Japanese beetles are an incredibly destructive plant pest found throughout most of the eastern United States, stretching westward toward states along the Mississippi River, including Iowa.
The Japanese beetles can be destructive toward plants in both their adult beetle stage and in their grub larval stage. As adults, they damage plants by feeding on foliage of a multitude of trees, shrubs, fruits, ornamentals, flowers, vines, and vegetables.
Some of the more notable plants they feast on in Iowa are; rose bushes, grape vines, birch and linden trees, and raspberries.

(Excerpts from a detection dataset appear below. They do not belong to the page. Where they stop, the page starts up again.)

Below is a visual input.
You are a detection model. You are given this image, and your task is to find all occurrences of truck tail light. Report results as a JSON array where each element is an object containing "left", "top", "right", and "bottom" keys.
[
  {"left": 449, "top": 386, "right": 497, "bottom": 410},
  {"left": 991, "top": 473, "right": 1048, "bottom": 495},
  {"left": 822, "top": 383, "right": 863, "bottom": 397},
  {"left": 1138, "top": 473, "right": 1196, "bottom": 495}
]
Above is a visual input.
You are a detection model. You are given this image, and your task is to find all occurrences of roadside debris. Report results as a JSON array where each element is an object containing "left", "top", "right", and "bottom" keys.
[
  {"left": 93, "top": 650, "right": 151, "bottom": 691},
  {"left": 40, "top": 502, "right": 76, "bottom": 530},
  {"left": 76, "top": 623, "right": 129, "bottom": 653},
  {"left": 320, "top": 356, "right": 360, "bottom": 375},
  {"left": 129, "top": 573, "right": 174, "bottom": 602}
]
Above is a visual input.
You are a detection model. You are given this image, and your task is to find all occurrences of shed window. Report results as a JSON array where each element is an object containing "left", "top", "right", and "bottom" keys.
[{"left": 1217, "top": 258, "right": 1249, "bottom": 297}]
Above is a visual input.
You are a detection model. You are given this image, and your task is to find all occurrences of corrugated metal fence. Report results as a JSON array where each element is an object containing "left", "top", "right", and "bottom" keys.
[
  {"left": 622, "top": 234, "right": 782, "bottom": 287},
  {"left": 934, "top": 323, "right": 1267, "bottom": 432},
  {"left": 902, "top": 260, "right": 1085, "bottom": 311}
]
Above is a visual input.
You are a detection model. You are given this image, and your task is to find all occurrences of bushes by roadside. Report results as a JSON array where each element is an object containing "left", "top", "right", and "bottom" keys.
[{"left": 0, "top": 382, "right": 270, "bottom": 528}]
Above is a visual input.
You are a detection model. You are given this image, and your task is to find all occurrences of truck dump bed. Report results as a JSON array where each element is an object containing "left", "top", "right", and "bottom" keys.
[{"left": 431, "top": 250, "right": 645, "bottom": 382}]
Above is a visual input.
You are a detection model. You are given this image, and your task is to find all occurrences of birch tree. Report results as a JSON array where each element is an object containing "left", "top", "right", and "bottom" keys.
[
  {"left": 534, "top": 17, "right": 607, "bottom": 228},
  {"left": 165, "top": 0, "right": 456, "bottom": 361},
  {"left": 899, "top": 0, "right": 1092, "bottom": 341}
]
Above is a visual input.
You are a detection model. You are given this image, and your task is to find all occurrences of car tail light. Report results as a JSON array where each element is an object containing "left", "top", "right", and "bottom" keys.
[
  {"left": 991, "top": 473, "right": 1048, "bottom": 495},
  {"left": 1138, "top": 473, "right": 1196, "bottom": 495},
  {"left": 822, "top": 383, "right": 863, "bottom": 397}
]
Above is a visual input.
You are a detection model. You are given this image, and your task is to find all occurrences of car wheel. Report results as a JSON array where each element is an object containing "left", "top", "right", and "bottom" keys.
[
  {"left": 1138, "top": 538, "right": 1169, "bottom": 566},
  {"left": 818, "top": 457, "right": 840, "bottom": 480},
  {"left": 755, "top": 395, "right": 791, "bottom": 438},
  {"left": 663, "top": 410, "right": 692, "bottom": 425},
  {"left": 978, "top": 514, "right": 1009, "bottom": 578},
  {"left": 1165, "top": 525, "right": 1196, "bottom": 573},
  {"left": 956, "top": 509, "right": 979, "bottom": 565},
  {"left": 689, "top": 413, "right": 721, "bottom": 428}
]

The damage can be identified by skeletonized leaves (eating the area between a leaf's veins) and large holes in leaves. The Japanese beetle grub lives in the soil and causes destructive damage by eating the roots of many plants including turf grasses.
Adult Japanese beetles are most commonly found during the late spring through late summer. While female beetles are feeding, they will periodically leave the plants to lay eggs, usually into the turf. One beetle can lay upwards of 50 eggs a year. These eggs, then hatch into grubs around midsummer, and begin to feed on the roots of turf grasses and other plants.
Before the first frost, the grubs will bury deeper into the soil, and remain inactive throughout the winter months.
In the early spring, the grubs will move closer to the surface of the soil and begin feeding on roots again, until they begin to pupate in late spring. Then, in about two weeks, the pupae become adult beetles and they emerge from the ground and begin consuming plants again.